Essa radiação pode furar o bloqueio dos filtros químicos e aumentar o risco de
cancerização”, comenta a dermatologista Dra. Valéria Marcondes, membro da
Sociedade Brasileira de Dermatologia. “Mas já sabemos que nos primeiros 20
minutos de exposição solar, a radiação é capaz de reduzir nossas defesas da
pele, em um dano que vai perdurar”, acrescenta.
Nos
primeiros 20 minutos
Nesse período, a
pele já começa a sofrer oxidação por conta dos radicais livres, que geram,
conforme a potência dos raios, vasodilatação, inflamação e vermelhidão.
“É importante
saber disso, pois a praia e piscina não são os lugares em que o paciente deve
aplicar o fotoprotetor pela primeira vez. Esse filtro solar deve ser usado no
rosto e no corpo, em casa, ao menos 30 minutos antes da exposição solar direta
para que o produto comece a agir. E sabemos que, em exposição direta, esse
período de 30 minutos até o efeito do protetor já é suficiente para ocorrer
danos às células”, afirma a médica.
Após 3
horas
Aquele dano
inicial que ocorre antes dos 20 minutos persiste e se intensifica a partir de
três horas, principalmente quando a pele ainda não está fotoprotegida
adequadamente. “A célula começa a ficar mais danificada e seu material genético
sofre, por consequência, mutação, com a troca de informações de ligação,
desestabilizando o material genético”, afirma.
“Todo esse dano ao
DNA leva à expressão da proteína P53, que em alta quantidade é ruim, pois vai
gerar deficiência de agentes antioxidantes, genes que vão levar à morte
celular, resultando no envelhecimento”, conta. Além disso, de acordo com a Dra.
Valéria, a formação dessas mutações cria alteração significativa e irreversível
principalmente no melanócito, ou seja, a célula produtora de cor, que vai continuar
por até três horas (por isso a pele fica vermelha), tendo lesões posteriores e
que podem inclusive levar a um processo de cancerização. “Nós sabemos, por
exemplo, que o melanoma é um câncer de pele extremamente agressivo com alta
capacidade de metástase e é oriundo dessas células que são os melanócitos”,
afirma.
De 48 a 72
horas
O bronzeado,
aquele transitório, rosa-avermelhado ou dourado, ocorre nas primeiras horas
depois da exposição solar. “Mas só depois de 48 a 72 horas é que vamos ter a
resposta da produção da melanina, seja ela castanha enegrecida ou amarela
avermelhada, dependendo do fototipo do paciente. Esse bronzeado vai se
depositar na pele como uma resposta fisiológica contra a agressão sofrida.”
Todo esse processo
ocorre quando há a exposição solar de um dia. Esse bronzeado pode durar até
três ou quatro semanas e depois pelo próprio processo natural de renovação da
camada mais superficial da pele, há uma perda gradual dessa pigmentação.
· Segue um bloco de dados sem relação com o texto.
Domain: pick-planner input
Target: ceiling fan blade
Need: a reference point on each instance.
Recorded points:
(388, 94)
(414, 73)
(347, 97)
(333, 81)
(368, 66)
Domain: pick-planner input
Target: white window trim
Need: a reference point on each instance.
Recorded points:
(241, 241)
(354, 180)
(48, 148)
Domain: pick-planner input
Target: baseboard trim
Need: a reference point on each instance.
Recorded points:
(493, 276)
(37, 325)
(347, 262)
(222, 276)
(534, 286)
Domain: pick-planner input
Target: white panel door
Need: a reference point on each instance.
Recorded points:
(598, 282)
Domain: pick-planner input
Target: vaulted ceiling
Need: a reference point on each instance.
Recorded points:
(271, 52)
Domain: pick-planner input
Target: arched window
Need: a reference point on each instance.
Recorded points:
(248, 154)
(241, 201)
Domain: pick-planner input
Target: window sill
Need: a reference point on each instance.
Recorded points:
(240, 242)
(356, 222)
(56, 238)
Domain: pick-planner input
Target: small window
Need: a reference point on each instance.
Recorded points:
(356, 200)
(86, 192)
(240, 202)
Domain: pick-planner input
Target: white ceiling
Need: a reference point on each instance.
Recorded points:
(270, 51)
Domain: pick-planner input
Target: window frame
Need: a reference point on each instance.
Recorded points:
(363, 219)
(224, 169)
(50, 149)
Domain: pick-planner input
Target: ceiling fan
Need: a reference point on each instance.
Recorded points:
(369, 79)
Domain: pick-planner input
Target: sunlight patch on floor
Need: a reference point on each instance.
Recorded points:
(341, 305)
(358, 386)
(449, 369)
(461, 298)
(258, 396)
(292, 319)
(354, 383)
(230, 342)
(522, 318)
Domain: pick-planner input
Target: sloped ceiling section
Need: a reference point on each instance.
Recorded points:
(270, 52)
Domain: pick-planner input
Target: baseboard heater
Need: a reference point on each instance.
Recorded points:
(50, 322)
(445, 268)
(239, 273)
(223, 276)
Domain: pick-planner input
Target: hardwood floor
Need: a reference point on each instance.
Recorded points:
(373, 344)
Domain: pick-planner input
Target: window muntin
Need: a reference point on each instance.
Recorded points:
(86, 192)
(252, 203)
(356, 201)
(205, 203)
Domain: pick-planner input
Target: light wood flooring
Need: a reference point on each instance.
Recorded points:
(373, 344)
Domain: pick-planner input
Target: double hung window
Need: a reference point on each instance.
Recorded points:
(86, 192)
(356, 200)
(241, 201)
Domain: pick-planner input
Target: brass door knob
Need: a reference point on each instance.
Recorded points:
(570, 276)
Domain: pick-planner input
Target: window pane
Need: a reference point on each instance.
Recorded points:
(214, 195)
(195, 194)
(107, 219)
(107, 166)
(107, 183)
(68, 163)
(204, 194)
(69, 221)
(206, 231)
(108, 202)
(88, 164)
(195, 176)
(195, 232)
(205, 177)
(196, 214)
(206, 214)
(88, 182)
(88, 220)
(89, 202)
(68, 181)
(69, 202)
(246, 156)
Mas
lembre-se: o dano é cumulativo.
“Algo comum nas
peles fotoenvelhecidas é a presença das sunburn cells, as células queimadas
pelo sol”, afirma. Segundo a médica, as sunburn cells estão presentes quando
houve a quebra da barreira, ou seja, a pele não conseguiu se proteger, o filtro
solar estava aquém da necessidade para aquele fototipo, ou o estímulo solar foi
prolongado demais, ou não houve a reaplicação desse filtro solar.
“E por conta
disso, a pele começa a sofrer uma série de alterações, todas decorrentes de um
primeiro processo inflamatório, onde ocorre o eritema, a vasodilatação, o
aumento da perfusão sanguínea, a sensação de calor local, depois o processo de
ardência e, então, já começam os processos oxidativos, a formação dos radicais
livres e superóxidos que causam um envelhecimento precoce das nossas células.
Além disso, pela exposição solar contínua, deixamos de ter a defesa imunológica
feita pelas células de Langerhans, e quando isso acontece, nós aumentamos a
chance de cancerização da nossa pele”, alerta a médica.